Characterization and Use of Fluorescent Endocannabinoid Transporter Substrates

Summary

Principal Investigator: Michael Kavanaugh
Abstract: Endocannabinoids are released in the brain in response to synaptic activity and they interact with presynaptic receptors in a retrograde fashion to inhibit release of transmitter. They play key roles in modulating signaling between neurons. As with most other neurotransmitters, the termination of endocannabinoid action is thought to involve a transport activity that mediates reuptake into cells. Several putative inhibitors of reuptake have been shown to modulate endocannabinoid signaling, suggesting that the transporter may be an important target for gaining an understanding of endocannabinoid actions as well as for potential therapeutic applications. However, there is a great deal of controversy and a number of conflicting accounts concerning the mechanism and molecular basis of endocannabinoid transport. Because of this, we propose to use a novel fluorescent cannabinoid substrate as a selective tool to study endocannabinoid transport.
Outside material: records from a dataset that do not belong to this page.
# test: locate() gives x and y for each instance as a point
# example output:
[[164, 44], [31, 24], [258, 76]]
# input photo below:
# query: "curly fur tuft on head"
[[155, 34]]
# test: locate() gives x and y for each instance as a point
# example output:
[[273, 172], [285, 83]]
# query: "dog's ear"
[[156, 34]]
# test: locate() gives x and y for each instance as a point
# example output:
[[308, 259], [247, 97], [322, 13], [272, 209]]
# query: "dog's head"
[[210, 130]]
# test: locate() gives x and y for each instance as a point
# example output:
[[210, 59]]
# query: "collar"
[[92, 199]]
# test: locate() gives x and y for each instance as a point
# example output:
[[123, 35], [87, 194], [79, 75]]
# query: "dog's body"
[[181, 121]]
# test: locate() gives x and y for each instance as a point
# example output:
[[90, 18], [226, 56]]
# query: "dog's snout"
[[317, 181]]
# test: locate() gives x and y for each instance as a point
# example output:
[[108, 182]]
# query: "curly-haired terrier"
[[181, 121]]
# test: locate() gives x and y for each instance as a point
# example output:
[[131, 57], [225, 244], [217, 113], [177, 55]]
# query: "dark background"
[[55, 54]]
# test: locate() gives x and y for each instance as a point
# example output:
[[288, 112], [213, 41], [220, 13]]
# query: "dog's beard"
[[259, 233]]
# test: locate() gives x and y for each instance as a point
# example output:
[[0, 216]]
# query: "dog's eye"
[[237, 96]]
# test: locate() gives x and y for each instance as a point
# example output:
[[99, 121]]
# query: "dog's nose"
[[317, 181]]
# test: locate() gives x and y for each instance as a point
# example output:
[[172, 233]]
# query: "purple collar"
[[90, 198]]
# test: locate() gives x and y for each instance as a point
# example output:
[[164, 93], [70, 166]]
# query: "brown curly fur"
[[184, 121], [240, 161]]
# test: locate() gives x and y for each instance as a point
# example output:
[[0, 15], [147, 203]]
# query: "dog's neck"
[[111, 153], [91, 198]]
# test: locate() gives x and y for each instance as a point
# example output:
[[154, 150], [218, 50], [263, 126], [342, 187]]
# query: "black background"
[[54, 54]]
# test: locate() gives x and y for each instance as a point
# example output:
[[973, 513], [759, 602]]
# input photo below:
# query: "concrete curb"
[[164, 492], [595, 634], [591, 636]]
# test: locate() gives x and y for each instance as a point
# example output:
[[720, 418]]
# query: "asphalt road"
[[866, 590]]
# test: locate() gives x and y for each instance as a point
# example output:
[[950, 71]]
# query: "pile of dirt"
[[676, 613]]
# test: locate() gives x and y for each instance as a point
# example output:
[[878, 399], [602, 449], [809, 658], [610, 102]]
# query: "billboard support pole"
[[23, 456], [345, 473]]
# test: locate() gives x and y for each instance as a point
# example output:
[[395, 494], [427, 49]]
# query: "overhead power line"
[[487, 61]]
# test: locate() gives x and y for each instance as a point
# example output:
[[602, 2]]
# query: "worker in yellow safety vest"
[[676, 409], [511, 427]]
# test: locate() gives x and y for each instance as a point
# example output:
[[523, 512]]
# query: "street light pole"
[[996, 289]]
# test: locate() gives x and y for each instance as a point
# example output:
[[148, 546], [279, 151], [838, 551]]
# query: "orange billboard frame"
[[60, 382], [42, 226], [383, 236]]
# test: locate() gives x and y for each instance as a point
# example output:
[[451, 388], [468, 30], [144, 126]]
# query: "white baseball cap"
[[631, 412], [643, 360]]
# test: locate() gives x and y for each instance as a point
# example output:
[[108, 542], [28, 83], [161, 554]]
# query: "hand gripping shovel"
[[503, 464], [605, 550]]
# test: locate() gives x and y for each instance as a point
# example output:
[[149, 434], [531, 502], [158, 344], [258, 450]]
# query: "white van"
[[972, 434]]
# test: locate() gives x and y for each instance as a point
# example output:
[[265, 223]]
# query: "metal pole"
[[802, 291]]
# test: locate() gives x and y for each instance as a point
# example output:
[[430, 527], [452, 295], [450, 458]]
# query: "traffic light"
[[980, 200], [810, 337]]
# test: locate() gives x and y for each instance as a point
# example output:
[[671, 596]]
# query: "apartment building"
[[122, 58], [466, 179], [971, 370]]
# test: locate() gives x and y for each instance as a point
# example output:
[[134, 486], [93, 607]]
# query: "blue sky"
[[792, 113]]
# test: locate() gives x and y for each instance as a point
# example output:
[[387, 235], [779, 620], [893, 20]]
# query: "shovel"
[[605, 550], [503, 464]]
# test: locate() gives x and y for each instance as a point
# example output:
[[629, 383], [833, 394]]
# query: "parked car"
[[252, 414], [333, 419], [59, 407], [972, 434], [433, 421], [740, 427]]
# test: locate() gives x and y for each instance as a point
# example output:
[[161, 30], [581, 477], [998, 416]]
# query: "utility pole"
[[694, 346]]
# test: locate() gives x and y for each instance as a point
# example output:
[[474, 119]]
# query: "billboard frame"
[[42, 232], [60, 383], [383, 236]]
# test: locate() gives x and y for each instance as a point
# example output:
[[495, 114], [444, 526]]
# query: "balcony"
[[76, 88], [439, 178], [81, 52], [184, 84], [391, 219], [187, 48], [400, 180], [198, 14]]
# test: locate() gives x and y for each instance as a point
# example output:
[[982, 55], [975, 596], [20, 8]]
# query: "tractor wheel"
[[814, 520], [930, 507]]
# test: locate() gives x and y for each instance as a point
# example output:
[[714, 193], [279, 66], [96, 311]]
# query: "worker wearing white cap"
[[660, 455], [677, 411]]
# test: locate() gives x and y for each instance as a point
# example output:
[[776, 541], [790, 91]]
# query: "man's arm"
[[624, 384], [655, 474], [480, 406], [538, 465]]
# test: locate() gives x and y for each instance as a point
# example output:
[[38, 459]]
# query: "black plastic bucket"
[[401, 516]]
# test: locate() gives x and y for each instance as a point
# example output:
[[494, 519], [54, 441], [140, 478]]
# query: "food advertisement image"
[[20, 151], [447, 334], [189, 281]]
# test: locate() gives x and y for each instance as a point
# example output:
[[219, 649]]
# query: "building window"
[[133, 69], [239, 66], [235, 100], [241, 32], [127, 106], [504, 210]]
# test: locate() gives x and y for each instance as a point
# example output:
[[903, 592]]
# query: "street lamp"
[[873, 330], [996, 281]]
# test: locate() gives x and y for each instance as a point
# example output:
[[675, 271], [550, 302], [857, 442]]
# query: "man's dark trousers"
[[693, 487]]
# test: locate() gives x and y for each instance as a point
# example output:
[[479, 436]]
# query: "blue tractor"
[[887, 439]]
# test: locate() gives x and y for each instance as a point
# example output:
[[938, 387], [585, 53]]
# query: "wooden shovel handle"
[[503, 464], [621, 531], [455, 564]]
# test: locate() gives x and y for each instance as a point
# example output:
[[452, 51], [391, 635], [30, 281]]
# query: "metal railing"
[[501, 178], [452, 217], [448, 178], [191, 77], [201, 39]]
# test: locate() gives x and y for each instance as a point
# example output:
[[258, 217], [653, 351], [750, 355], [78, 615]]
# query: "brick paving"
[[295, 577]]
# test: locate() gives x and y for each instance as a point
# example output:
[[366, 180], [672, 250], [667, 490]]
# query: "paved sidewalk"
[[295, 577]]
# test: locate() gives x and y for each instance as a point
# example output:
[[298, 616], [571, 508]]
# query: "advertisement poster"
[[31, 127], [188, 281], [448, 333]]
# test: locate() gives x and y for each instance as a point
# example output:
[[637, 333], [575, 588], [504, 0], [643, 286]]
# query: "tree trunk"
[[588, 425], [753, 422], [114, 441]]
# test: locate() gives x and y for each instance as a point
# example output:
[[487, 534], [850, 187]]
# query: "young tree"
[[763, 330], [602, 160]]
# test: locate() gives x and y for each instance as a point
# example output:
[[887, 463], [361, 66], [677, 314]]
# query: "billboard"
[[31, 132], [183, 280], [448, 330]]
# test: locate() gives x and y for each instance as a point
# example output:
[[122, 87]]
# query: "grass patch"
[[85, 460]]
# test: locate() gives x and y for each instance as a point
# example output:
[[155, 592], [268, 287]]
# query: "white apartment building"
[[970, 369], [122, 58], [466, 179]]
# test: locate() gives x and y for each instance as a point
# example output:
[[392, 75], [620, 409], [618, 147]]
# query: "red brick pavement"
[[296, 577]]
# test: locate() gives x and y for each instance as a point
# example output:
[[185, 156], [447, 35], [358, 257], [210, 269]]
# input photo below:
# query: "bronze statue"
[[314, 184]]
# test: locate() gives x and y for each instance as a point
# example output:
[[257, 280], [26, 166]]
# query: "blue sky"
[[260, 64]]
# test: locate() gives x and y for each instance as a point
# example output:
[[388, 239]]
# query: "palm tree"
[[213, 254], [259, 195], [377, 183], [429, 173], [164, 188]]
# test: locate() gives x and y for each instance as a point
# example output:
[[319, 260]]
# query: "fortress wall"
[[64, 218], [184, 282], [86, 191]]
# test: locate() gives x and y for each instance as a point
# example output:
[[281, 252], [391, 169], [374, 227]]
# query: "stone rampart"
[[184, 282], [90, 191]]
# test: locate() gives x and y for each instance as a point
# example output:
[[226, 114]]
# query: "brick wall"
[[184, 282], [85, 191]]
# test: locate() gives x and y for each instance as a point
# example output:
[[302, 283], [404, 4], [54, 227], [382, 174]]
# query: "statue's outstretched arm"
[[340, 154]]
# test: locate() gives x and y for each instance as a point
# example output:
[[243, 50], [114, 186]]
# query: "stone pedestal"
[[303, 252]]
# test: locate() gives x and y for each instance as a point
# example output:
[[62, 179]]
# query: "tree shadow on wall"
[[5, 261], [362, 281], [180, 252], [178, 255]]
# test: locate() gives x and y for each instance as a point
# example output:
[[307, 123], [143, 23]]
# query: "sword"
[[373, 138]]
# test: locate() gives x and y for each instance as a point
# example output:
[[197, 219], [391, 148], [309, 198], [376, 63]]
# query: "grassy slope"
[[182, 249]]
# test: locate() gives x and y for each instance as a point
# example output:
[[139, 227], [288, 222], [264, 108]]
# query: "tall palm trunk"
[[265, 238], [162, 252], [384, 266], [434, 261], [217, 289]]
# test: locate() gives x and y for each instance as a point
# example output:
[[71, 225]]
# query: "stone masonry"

This will allow us to 1) study the mechanism and kinetics of transport, 2) determine its spatiotemporal distribution in brain, and 3) to identify it by molecular cloning. Characterization and identification of the transporter will provide new strategies for developing potential therapeutic agents that modulate endocannabinoid levels for a wide range of applications including analgesia, anti-emesis, hypertension, and neurodegeneration. PUBLIC HEALTH RELEVANCE: Endocannabinoids produced in the brain interact with specific receptors to modulate signaling between neurons. As with most other neurotransmitters, the termination of endocannabinoid action is thought to involve a transport activity that mediates reuptake into cells. Because the molecular basis of endocannabinoid transport is unknown, we propose to use a novel fluorescent cannabinoid to 1) study its functional properties, 2) to determine its locations in the brain, and 3) to identify it by molecular cloning. Characterization and identification of the transporter will provide potential therapeutic strategies to modulate endocannabinoid levels for a wide range of applications including analgesia, anti-emesis, hypertension, and neurodegeneration.